Hotel dobrze zlokalizowany, piechotą do centrum idzie się ok. 30 min, blisko hotelu jest przestanek autobusowy, skąd można dojechać wszędzie, blisko jest promenada i sportowo rekreacyjna część Lido Funchal.
Blisko też z hotelu jest do pięknego miasteczka Camara de Lobos i klif Cabo Girao - 20 min jazdy samochodem. W 4 osoby Bolt taniej wychodzi niż autobusy.

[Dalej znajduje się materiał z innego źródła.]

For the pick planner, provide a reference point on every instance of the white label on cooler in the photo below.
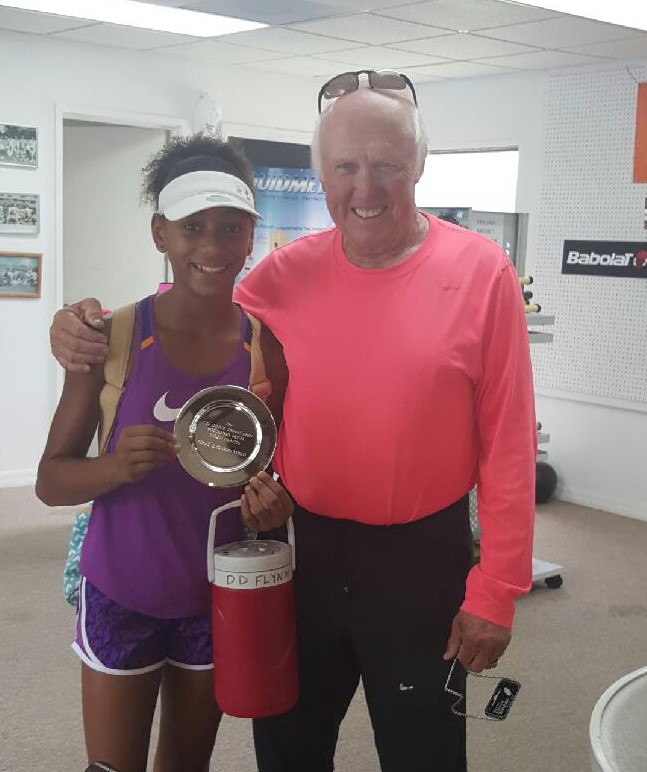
(252, 580)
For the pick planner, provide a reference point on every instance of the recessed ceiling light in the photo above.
(626, 13)
(130, 13)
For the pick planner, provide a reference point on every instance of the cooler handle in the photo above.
(211, 570)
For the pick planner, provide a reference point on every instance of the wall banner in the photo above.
(625, 259)
(292, 204)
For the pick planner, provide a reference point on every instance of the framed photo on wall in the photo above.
(18, 145)
(20, 274)
(19, 213)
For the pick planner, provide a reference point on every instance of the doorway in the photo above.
(108, 251)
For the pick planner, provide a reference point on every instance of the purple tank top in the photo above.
(146, 543)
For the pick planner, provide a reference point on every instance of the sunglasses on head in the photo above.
(348, 82)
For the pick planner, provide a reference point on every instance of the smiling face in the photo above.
(206, 249)
(370, 163)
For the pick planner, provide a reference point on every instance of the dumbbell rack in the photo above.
(542, 570)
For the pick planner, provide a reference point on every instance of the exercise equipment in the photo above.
(545, 482)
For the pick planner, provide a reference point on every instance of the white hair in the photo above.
(419, 135)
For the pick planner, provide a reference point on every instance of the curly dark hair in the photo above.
(196, 153)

Polecam ten hotel, dobre warunki, pokoje sprzątane codziennie, zmieniana pościel, ręczniki, dobre jedzenie, doskonała lokalizacja.
Zakwaterowanie
Pokój był w przyziemiu, u nich jest to poziom I. Taras był nieco niżej niż alejki, z widokiem na ocean i ogród, ale roślinność zasłaniała wszystko.

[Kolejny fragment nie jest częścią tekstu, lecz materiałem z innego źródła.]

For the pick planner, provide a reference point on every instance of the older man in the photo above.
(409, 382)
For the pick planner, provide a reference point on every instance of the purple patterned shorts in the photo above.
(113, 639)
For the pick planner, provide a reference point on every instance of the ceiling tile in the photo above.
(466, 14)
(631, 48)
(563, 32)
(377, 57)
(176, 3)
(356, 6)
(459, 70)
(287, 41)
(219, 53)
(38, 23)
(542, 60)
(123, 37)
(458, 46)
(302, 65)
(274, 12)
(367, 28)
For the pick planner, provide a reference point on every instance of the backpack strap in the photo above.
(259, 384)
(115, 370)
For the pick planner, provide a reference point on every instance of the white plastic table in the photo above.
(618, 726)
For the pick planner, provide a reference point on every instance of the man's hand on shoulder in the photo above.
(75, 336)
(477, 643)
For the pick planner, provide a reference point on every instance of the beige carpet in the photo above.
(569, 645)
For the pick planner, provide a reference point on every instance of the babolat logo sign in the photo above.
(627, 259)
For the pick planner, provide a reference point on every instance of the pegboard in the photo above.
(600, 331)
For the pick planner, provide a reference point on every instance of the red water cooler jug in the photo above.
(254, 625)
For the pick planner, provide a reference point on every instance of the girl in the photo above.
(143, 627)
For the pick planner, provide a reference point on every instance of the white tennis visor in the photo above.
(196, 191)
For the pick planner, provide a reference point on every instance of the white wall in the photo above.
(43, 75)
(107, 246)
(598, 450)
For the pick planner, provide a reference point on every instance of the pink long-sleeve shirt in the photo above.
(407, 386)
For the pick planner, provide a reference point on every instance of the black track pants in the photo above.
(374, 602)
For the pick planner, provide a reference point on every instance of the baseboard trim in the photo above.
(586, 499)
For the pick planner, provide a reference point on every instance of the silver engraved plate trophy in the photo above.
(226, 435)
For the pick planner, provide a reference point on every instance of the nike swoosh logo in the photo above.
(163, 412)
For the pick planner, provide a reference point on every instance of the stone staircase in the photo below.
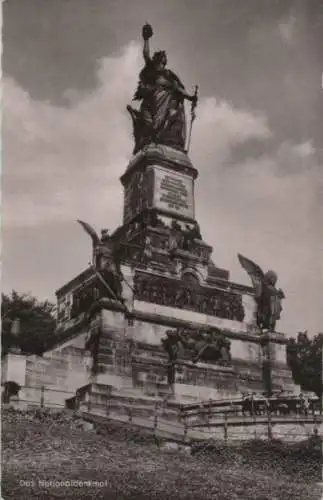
(107, 400)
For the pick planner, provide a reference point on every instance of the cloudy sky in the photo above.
(69, 70)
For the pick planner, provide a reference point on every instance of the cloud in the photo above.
(287, 29)
(61, 164)
(221, 124)
(64, 163)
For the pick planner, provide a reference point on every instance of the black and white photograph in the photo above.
(162, 249)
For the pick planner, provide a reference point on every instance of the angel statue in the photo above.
(161, 118)
(106, 261)
(268, 297)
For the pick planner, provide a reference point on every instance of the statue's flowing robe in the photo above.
(162, 113)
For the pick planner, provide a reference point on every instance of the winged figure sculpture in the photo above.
(106, 261)
(268, 297)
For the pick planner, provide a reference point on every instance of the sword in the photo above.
(107, 286)
(193, 116)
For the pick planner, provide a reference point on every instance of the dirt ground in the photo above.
(128, 465)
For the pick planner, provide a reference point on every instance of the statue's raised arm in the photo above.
(147, 32)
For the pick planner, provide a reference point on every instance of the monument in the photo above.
(163, 319)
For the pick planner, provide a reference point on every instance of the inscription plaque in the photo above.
(173, 192)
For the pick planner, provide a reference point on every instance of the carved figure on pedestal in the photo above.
(106, 260)
(268, 297)
(161, 118)
(209, 346)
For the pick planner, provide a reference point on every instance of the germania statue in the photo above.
(268, 297)
(161, 117)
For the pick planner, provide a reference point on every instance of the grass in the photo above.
(133, 467)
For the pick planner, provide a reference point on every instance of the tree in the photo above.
(33, 321)
(304, 356)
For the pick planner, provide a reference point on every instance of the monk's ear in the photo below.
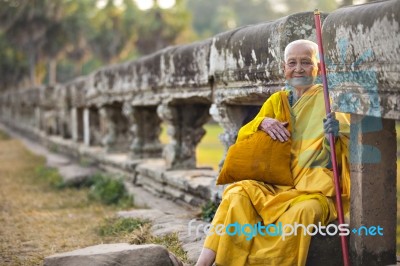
(319, 68)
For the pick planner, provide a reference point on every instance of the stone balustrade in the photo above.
(113, 116)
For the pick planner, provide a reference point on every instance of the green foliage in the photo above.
(118, 226)
(109, 190)
(208, 210)
(50, 176)
(172, 243)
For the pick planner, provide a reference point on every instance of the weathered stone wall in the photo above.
(119, 109)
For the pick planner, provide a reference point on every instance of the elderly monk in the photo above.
(311, 199)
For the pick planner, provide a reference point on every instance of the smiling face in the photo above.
(301, 65)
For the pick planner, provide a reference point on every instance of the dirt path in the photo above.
(37, 220)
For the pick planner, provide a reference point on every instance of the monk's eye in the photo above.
(291, 64)
(306, 63)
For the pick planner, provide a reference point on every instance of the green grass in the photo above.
(109, 190)
(119, 226)
(210, 150)
(50, 176)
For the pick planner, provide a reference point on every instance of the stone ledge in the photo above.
(113, 254)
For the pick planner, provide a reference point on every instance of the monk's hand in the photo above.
(331, 125)
(276, 129)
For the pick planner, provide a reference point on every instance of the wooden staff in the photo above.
(339, 205)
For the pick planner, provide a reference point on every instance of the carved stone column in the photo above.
(145, 130)
(373, 191)
(91, 124)
(114, 128)
(185, 128)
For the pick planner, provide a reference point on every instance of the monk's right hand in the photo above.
(276, 129)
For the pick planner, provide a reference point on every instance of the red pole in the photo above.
(339, 205)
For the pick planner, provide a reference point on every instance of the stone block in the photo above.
(113, 255)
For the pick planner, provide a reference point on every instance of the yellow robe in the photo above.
(310, 201)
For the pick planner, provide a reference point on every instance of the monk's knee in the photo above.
(309, 211)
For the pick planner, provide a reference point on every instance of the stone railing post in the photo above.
(373, 190)
(115, 128)
(185, 128)
(145, 130)
(86, 126)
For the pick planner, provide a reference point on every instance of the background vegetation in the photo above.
(47, 41)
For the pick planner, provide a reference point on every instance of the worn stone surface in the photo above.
(145, 129)
(74, 175)
(112, 255)
(373, 190)
(185, 127)
(233, 73)
(363, 54)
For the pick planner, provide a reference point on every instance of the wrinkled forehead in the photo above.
(301, 50)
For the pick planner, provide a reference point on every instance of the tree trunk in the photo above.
(52, 71)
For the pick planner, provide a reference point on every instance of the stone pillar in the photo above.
(37, 117)
(86, 126)
(185, 128)
(373, 190)
(145, 130)
(115, 127)
(74, 124)
(64, 123)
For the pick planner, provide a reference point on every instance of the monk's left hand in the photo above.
(331, 125)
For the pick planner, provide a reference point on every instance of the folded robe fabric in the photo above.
(259, 157)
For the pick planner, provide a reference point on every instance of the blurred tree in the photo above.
(213, 17)
(27, 30)
(159, 28)
(13, 65)
(66, 38)
(114, 31)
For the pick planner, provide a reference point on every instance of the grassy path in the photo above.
(37, 220)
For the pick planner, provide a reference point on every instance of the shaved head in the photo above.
(312, 46)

Na tym poziomie było SPA i Panie po godz. 6 bardzo głośno rozmawiały, śmiały się i odkurzały, za każdym razem budziliśmy się, trwało to ok 20 min, potem znowu cisza. Lepiej mieć jest pokój na wyższych piętrach, jednak trzeba dopłacić wtedy. Jednak pokoje wyżej, z widokiem na ocean były przed remontem, już nie takie nowe.

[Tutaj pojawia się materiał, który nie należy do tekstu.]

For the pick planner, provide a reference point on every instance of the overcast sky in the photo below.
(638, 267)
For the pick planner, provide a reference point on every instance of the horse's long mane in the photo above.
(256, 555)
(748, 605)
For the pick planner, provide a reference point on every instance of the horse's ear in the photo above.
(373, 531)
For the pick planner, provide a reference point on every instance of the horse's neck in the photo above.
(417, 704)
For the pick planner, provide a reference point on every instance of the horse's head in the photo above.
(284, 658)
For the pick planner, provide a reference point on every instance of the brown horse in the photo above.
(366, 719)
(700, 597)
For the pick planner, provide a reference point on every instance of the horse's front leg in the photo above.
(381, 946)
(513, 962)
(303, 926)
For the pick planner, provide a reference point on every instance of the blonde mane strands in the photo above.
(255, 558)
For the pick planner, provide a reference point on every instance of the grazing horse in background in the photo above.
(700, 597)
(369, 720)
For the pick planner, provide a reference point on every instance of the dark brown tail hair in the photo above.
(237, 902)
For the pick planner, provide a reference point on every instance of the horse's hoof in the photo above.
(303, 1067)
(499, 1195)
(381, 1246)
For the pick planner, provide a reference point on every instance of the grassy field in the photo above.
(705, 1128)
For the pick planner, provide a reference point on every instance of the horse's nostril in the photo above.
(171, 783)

Ze względu na to, że cały czas przebywaliśmy poza hotelem, ostatecznie pokój oceniamy dobrze.
Wyżywienie
Jedzenie bardzo dobre, duży wybór i każdy znajdzie coś dla siebie, dużo owoców, deserów, przy kolacji napoje płatne, do śniadania nawet podają szampana.
Jeśli coś nie smakuje komuś, zawsze można znaleźć coś innego, jest ogromny wybór.
Obsługa w hotelu
Pokoje sprzątane codziennie, pościel zmieniana, ręczniki nalży zostawić na podłodze, jeżeli chce się nowe.
Plaża
Czysto, jeszcze nie było sezonu, tłoku nie było.